15日に初飛来した米海軍厚木基地から飛び立つオスプレイにカメラを向ける報道陣や市民ら
15日に初飛来した米海軍厚木基地から飛び立つオスプレイにカメラを向ける報道陣や市民ら

 米海兵隊の新型輸送機MV22オスプレイが18日、米海軍厚木基地(大和、綾瀬市)に再び姿を現す。15日の初飛来から中2日、市街地上空での飛行の常態化を早くも予感させる。米軍基地の地元自治体の議員や市民でつくる基地監視団体「リムピース」の編集長、頼(らい)和太郎さん(65)は「オスプレ専門家が見るオスプレイの危険性イのリスクは従来の軍用機とは次元が違う」と警鐘を鳴らす。では、なぜ危険なのか。

初飛行の実態


 オスプレイの沖縄配備を前にした2012年9月、日米合同委員会で交わされた合意事項には、こう記されている。

 〈MV22は、通常、ほとんどの時間を固定翼モードで飛行する。運用上必要な場合を除き、MV22は、通常、米軍の施設及び区域内においてのみ垂直離着陸モードで飛行し、転換モードでの飛行時間をできる限り限定する〉

 飛行中に両翼のプロペラの角度を変えることでヘリコプターのようにも、固定機のようにも飛ぶことができるオスプレイ。固定翼モードとは、プロペラの回転軸を水平にして飛んでいる状態で、垂直離着陸モード(ヘリモード)は85度以上、転換モードは1~84度になっていることを指す。

 15日、厚木基地。北側の市街地上空に姿を現した機影に頼さんは目を凝らしていた。

 プロペラは上を向いている。日米合意で「できる限り」避けられるはずの転換モードだった。

 監視活動で訪れる沖縄でも目撃されている、日米合意の趣旨に反する飛行。頼さんは言う。

 「国同士の約束事はあっけなく破られていた。米軍は日本の国民がオスプレイを不安視しているのを分かっているはずなのに、東日本最初の飛来でも配慮は全くみられない。今回の離着陸には、米軍の傲慢(ごうまん)さを読み取るべきで、黙っていたら、ますます危険な運用になる」

構造上の欠陥


 ヘリモードでの飛行は、なぜ米軍の施設とその区域内に限られるのか。理由は、頼さんが「最大の問題点」とみる緊急時の墜落回避機能の脆弱(ぜいじゃく)さにある。
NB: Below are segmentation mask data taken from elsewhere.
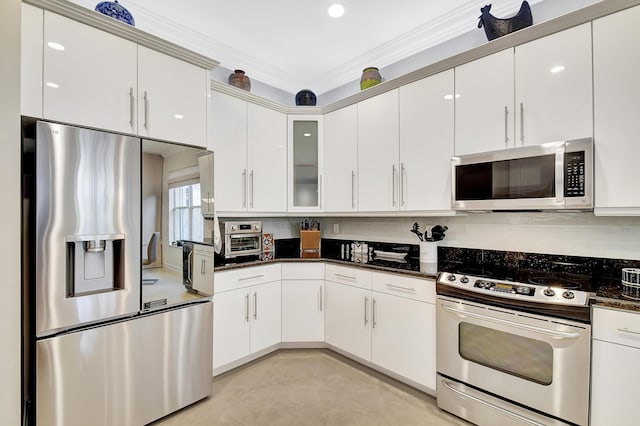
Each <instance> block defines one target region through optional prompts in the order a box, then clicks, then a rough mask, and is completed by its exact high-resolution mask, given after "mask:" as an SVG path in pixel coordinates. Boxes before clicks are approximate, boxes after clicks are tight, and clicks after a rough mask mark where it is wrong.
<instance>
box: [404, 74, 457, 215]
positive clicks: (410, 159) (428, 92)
mask: <svg viewBox="0 0 640 426" xmlns="http://www.w3.org/2000/svg"><path fill="white" fill-rule="evenodd" d="M453 91H454V87H453V70H448V71H445V72H442V73H440V74H436V75H433V76H430V77H427V78H424V79H422V80H419V81H416V82H415V83H411V84H408V85H406V86H402V87H401V88H400V92H399V102H400V114H399V117H400V179H399V184H400V189H399V193H400V202H399V207H400V210H413V211H416V210H420V211H434V212H439V213H445V212H449V211H451V156H453V143H454V137H453V130H454V123H453V118H454V101H453V98H454V92H453Z"/></svg>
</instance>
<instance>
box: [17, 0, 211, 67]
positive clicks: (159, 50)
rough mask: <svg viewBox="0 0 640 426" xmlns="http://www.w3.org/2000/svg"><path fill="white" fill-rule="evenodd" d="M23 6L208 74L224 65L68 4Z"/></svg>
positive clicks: (48, 4)
mask: <svg viewBox="0 0 640 426" xmlns="http://www.w3.org/2000/svg"><path fill="white" fill-rule="evenodd" d="M23 3H27V4H30V5H32V6H35V7H38V8H40V9H44V10H48V11H50V12H53V13H56V14H58V15H61V16H64V17H66V18H69V19H73V20H74V21H78V22H80V23H82V24H85V25H89V26H91V27H94V28H97V29H99V30H102V31H105V32H107V33H110V34H113V35H115V36H118V37H121V38H123V39H126V40H129V41H132V42H134V43H137V44H139V45H141V46H144V47H148V48H149V49H153V50H156V51H158V52H162V53H164V54H166V55H169V56H172V57H174V58H176V59H180V60H182V61H185V62H188V63H190V64H193V65H196V66H199V67H202V68H204V69H207V70H211V69H213V68H215V67H217V66H218V65H219V64H220V63H219V62H218V61H216V60H214V59H211V58H209V57H207V56H204V55H201V54H200V53H196V52H194V51H192V50H189V49H185V48H184V47H181V46H179V45H177V44H175V43H172V42H169V41H167V40H164V39H162V38H160V37H156V36H154V35H152V34H149V33H147V32H145V31H142V30H140V29H138V28H135V27H132V26H131V25H127V24H125V23H123V22H120V21H118V20H117V19H113V18H111V17H108V16H106V15H103V14H101V13H98V12H95V11H93V10H91V9H87V8H85V7H82V6H78V5H77V4H75V3H71V2H70V1H67V0H23Z"/></svg>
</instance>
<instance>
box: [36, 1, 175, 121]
mask: <svg viewBox="0 0 640 426" xmlns="http://www.w3.org/2000/svg"><path fill="white" fill-rule="evenodd" d="M44 46H45V47H44V67H43V70H44V73H43V80H44V87H43V116H44V117H45V118H47V119H51V120H56V121H62V122H65V123H72V124H80V125H84V126H89V127H97V128H100V129H106V130H114V131H118V132H123V133H136V131H137V125H136V122H135V109H136V105H135V96H136V93H137V91H136V88H137V45H136V44H135V43H133V42H131V41H128V40H124V39H122V38H120V37H116V36H114V35H111V34H108V33H106V32H104V31H100V30H97V29H95V28H92V27H89V26H87V25H84V24H81V23H79V22H76V21H74V20H72V19H68V18H64V17H62V16H59V15H56V14H54V13H51V12H48V11H45V12H44ZM172 78H175V77H172ZM163 83H164V82H163Z"/></svg>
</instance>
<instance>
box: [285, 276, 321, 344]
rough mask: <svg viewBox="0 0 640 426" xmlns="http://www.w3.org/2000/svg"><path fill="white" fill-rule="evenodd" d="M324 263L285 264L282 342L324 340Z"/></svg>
mask: <svg viewBox="0 0 640 426" xmlns="http://www.w3.org/2000/svg"><path fill="white" fill-rule="evenodd" d="M324 287H325V283H324V264H323V263H296V264H286V263H285V264H283V265H282V341H283V342H323V341H324V305H325V303H324V302H325V301H324V299H325V295H324Z"/></svg>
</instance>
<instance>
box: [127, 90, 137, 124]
mask: <svg viewBox="0 0 640 426" xmlns="http://www.w3.org/2000/svg"><path fill="white" fill-rule="evenodd" d="M135 110H136V98H135V96H133V87H130V88H129V125H130V126H131V127H133V120H134V117H133V112H134V111H135Z"/></svg>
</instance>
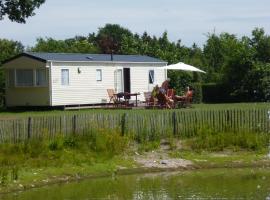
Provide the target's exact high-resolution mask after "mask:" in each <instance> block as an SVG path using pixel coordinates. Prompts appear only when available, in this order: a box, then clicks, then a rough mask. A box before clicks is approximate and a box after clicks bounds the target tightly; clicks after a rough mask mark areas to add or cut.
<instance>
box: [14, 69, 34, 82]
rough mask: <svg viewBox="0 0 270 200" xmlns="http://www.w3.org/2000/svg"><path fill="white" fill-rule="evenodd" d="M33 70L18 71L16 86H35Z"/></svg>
mask: <svg viewBox="0 0 270 200" xmlns="http://www.w3.org/2000/svg"><path fill="white" fill-rule="evenodd" d="M33 81H34V77H33V70H32V69H16V86H33V85H34V84H33Z"/></svg>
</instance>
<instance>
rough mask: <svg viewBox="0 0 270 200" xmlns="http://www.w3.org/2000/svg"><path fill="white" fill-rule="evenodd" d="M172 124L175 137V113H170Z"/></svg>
mask: <svg viewBox="0 0 270 200" xmlns="http://www.w3.org/2000/svg"><path fill="white" fill-rule="evenodd" d="M172 122H173V135H176V113H175V111H174V112H173V113H172Z"/></svg>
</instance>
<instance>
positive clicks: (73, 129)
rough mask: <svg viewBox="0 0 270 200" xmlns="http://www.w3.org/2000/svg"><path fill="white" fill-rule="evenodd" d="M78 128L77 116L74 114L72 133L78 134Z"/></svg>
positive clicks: (73, 134)
mask: <svg viewBox="0 0 270 200" xmlns="http://www.w3.org/2000/svg"><path fill="white" fill-rule="evenodd" d="M76 130H77V116H76V115H74V116H73V117H72V133H73V135H75V134H76Z"/></svg>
 ヘリコプターであれば、エンジンが故障で停止しても、降下時の風力でプロペラを回し、不時着するオートローテーションと呼ばれる機能がある。

 防衛省が作製したパンフレットでは、オスプレイもその機能を活用するとしているが、頼さんは「現行の米軍ヘリ『CH46』と比較して、オスプレイは重量が倍以上あり、プロペラが短く揚力が劣る。どちらが危険かは明白」と指摘する。

 メーカーのボーイング社は緊急時には「固定翼モードで滑空して着陸することができる」と説明しているが、「転換モードで飛んでいた場合、固定翼モードに切り替える時間的な余裕はないはずだ」

 固定翼モードでの着陸もあくまでも非常事態を想定したもので、プロペラが水平のままでは滑走路に接触するため、通常はできない。直ちにモードが切り替えられない以上、着陸前は必ず転換モードで飛ぶことになる。沖縄・普天間飛行場では着陸の8キロ手前から転換モードで飛んでいると米軍は説明している。

 頼さんは〈転換モードでの飛行時間をできる限り限定する〉とした合意自体、実態を無視した「リップサービス」とみる。「少なくとも過去7回の墜落事故では、ヘリモードでのものが3件、転換モードが4件。実際に危険かどうかは別として、こうした事実を受け止める必要がある」

自治体の総力


 頼さんが強調するのは、米下院の政府直属の研究所でオスプレイの分析・評論に当たった専門家アーサー・レックス・リボロ氏の指摘だ。

 〈民間の輸送機であれば連邦航空局の基本的な耐空性の要求を満たせない、ということの重大性はほとんど無視されている〉

 米国内からも鳴らされる警鐘は、オートローテーションの能力不足を問題視したもので、頼さんは「日本の航空法の基準でも耐空性の基準を満たしておらず、安全な飛行を確保するために必要な耐空証明が取れない可能性が大きい」

 ではなぜ、オスプレイの飛行が許されるのか。「日米安全保障条約があるからだ。米軍基地が市街地に存在するから、必然として日本の市街地の上を飛ぶ。基準を満たしていない可能性のあるオスプレイが飛べるのは、日米地位協定や関連の特例法で日本の法律の適用除外となっているからだ」

 では、住民の安全を守るべき自治体は、安全保障という国策を前に指をくわえているしかないのか。

 頼さんは、沖縄の例を挙げる。市町村が県にオスプレイの情報を寄せる仕組みがあり、発見場所や飛行していた方角、飛行モード、基数、「バケツをつり下げていた」といった報告を寄せ合い、県がとりまとめている。頼さんは「地域ぐるみ、官民を挙げた総力戦だ」と強調する。

 「どこを飛んでいるかといった目撃から、日米合意に反する違法な飛行がないかまで、すべての自治体の職員だけでなく、住民を巻き込んで情報を集約、蓄積する。それが、米軍側に『常に見張られている』という圧力になり、日米合意を守らせる力になる。それを続けていくことが厚木基地の『使いにくさ』にもつながっていく」

◆オスプレイ 米軍の新型主力兵員輸送機。主翼両端のプロペラの角度を変えることでヘリコプターのような垂直離着陸と、固定翼機並みの速度での長距離飛行ができる。開発段階から墜落事故が相次ぎ、安全性を懸念する声が根強い。米軍は沖縄県の普天間飛行場に2012年10月に海兵隊のMV22を配備し、13年9月までに12機を追加配備した。政府は18年度までの中期防衛力整備計画で、自衛隊に17機を導入すると明記、小野寺五典防衛相が購入費を15年度予算の概算要求に計上する考えを示している。